Dissect and sever the common bile duct below the cystic duct junction between two ligatures. Identify the portal vein and encircle close to the liver parenchyma. Identify the abdominal aorta after incising the avascular layer between the right and left diaphragmatic muscles.

Prepare the aorta for aortic anastomosis by removal of the surrounding tissue. Perform recipient hepatectomy by placing in a traumatic vascular clamp on the portal vein and sever the portal vein close to the liver parenchyma followed by the infrahepatic vena cava. Place an atraumatic vascular clamp on the suprahepatic vena cava including the surrounding diaphragm while caudally retracting the liver and sever the vessel close to the liver parenchyma.

Remove the recipient liver from the abdominal cavity. Place the donor liver into the abdominal cavity and shorten the donor or recipient suprahepatic vena cava inferior to an adequate length while avoiding kinking or too much tension on the anastomosis. Place a single 5-0 monofilament suture as a supporting thread adapting the right corner of the donor and recipient supra hepatic vena cavae inferior.

Begin the dorsal side of the anastomosis from the left corner of the vessels with a 5-0 monofilament double-armed running suture. Remove the supporting thread when reaching the right corner and secure the running suture with a clamp, then continue with the ventral side of the anastomosis, again, beginning from the left corner of the vessels. After completing the ventral side of the anastomosis, tighten the suture with multiple knots without constricting the vessel diameter to avoid stenosis.

Perform a vascular anastomosis of the donor and recipient portal vein as demonstrated earlier using a 6-0 monofilament double-armed suture. Begin the portal venous reperfusion by removing the vascular clamp, occluding the recipient portal vein and occlude the donor infrahepatic vena cava inferior with a vascular clamp after draining approximately 200 to 400 milliliters of blood. Slowly remove the vascular clamp occluding the recipient supra hepatic vena cava inferior and search for active bleeding.

Shorten the donor and/or recipient infrahepatic vena cava inferior. then perform a vascular anastomosis of the donor and recipient infrahepatic vena cavae inferior.
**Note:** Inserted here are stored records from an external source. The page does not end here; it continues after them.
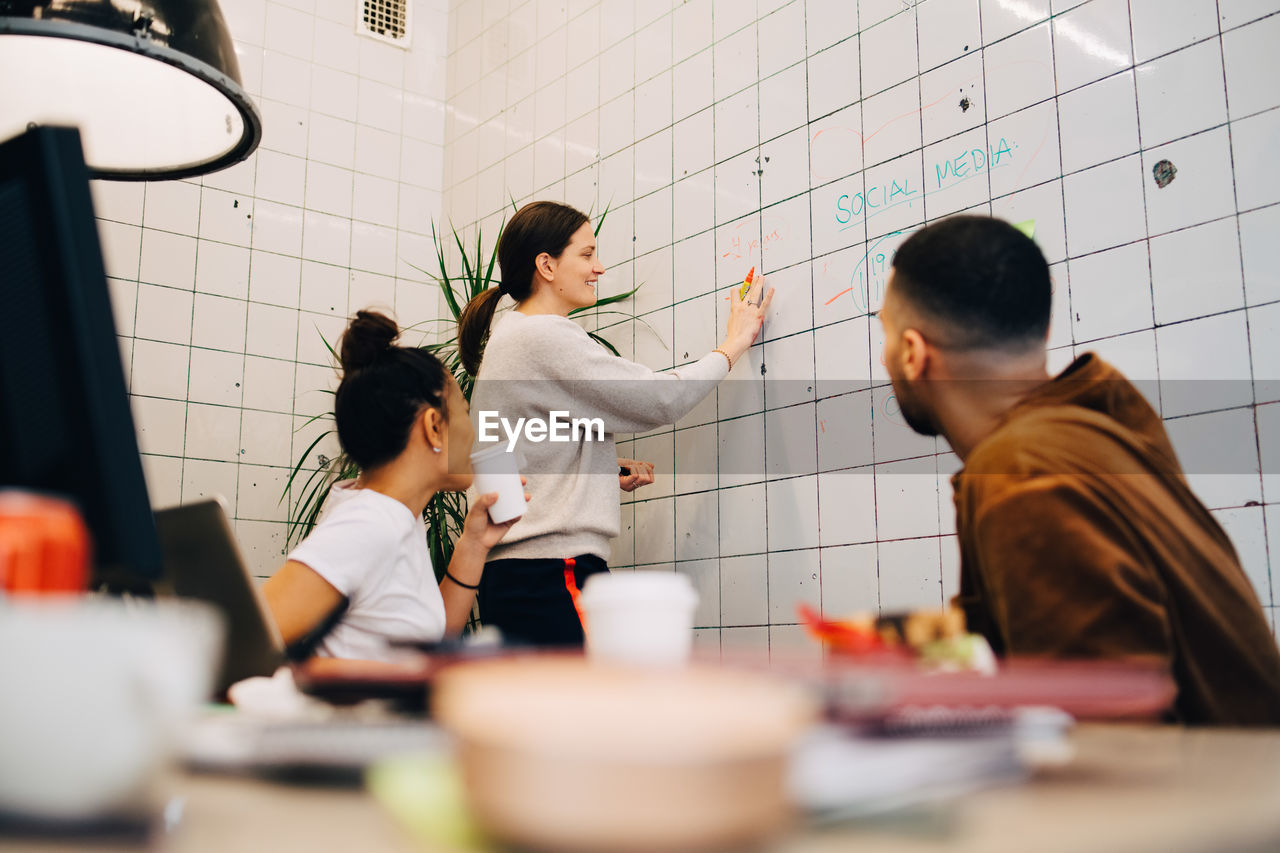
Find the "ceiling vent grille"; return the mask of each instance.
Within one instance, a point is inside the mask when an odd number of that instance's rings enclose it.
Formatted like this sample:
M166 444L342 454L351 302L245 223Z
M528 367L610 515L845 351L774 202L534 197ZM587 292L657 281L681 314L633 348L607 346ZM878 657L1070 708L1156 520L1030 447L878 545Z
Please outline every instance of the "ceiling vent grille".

After clamping the abdominal aorta and making an incision to fit the patch, begin the aortic anastomosis with a 6-0 monofilament double-armed running suture at the cranial corner of the incision or patch.

When reaching the caudal corner, secure the running suture with a clamp and complete the anastomosis again beginning at the cranial corner. Tighten the suture with multiple knots and slowly remove the vascular clamp after checking all vascular anastomoses. Place a catheter in the common bile duct and secure it with a single ligature.

Close the abdomen temporarily by adapting the muscular fascia and the skin with a running suture and cover the abdomen with clinging film or drapes to avoid thermal loss. The mean operation time was 103.50 minutes including a mean and hepatic phase of 27.13 minutes. Only two recipients underwent an anhepatic phase of more than 30 minutes while all recipients showed declining lactate serum concentrations 4 hours after portal venous reperfusion.

Recipients required increased concentrations of norepinephrine immediately before and throughout the anhepatic phase to stabilize the mean arterial pressure at 60 millimeters of mercury or higher. Low epinephrine concentrations were simultaneously used to increase cardiac output in this vulnerable time period. After engraftment, the mean arterial pressure and required doses of vasopressors remained stable.

The LiMAx values obtained 6 hours after portal venous reperfusion were comparable to the values measured in the liver donors before organ procurement in all but one recipient with an anhepatic phase of 34 minutes. This model can be of special interest as a readout for workups focusing on mechanisms of ischemia and reperfusion injury and the reconditioning of extended criteria donor organs.